Author Biography

Dr. Audrey Guinchard, Senior Lecturer in Law (2009–Present), joined the University of Essex (UK) in October 2000 and is the co-director of the double degree LLB English and French Laws with Master 1/Maîtrise. She has a Licence en droit, an LL.M., and a Ph.D. in criminal law from the University of Jean Moulin (Lyon, France). Her current research focuses on crime and the virtual world as a starting point for a broader perspective on criminal law's ability to adapt to new technologies. In 2010, she was a visiting fellow at the Centre for Research in Arts, Social Sciences and Humanities (CRASSH) in Cambridge as part of the program on The Future University. Bringing a comparative law perspective to bear on criminal law issues, she published notably on hate crimes and on the concept of criminal charges regarding financial services, both in French and in English.




Most of the actions that fall under the trilogy of cyber crime, terrorism,
and war exploit pre-existing weaknesses in the underlying technology.

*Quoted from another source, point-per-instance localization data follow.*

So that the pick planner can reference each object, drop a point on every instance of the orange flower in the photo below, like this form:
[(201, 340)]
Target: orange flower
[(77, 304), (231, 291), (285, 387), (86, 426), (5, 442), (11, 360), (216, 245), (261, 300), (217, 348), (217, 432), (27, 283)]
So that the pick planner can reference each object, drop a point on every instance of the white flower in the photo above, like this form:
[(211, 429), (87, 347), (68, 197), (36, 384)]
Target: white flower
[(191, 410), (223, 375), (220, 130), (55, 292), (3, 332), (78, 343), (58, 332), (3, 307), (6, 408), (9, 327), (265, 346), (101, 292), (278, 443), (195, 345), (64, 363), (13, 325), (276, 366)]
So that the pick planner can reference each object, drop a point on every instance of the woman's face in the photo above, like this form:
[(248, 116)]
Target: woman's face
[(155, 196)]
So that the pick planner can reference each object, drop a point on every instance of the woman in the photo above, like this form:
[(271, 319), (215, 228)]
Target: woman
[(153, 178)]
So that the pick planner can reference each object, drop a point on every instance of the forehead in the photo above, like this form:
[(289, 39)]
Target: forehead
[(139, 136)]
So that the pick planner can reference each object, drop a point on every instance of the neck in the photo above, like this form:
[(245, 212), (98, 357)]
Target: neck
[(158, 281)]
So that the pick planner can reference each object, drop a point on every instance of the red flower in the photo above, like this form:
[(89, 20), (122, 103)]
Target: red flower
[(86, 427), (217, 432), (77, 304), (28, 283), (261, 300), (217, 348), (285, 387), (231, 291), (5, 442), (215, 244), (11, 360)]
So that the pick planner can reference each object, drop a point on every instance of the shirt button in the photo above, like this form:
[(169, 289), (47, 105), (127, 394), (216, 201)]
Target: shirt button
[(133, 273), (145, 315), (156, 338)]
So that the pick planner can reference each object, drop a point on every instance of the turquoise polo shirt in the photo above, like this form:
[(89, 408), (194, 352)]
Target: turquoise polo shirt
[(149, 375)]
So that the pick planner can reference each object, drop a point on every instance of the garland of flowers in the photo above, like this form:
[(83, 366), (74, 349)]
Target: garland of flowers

Because these vulnerabilities that exist in the network are not themselves
illegal, they tend to be overlooked in the debate on cyber security. A UK
report on the cost of cyber crime illustrates this approach. Its authors
chose to exclude from their analysis the costs in anticipation of cyber
crime, such as insurance costs and the costs of purchasing anti-virus software on the basis that "these are likely to be factored into normal dayto-
day expenditures for the Government, businesses, and individuals.
This article contends if these costs had been quantified and integrated
into the cost of cyber crime, then the analysis would have revealed that
what matters is not so much cyber crime, but the fertile terrain of vulnerabilities that unleash a range of possibilities to whomever wishes to
exploit them. By downplaying the vulnerabilities, the threats represented
by cyber war, cyber terrorism, and cyber crime are conversely inflated.
Therefore, reassessing risk as a strategy for security in cyberspace must
include acknowledgment of understated vulnerabilities, as well as a better
distributed knowledge about the nature and character of the overhyped
threats of cyber crime, cyber terrorism, and cyber war.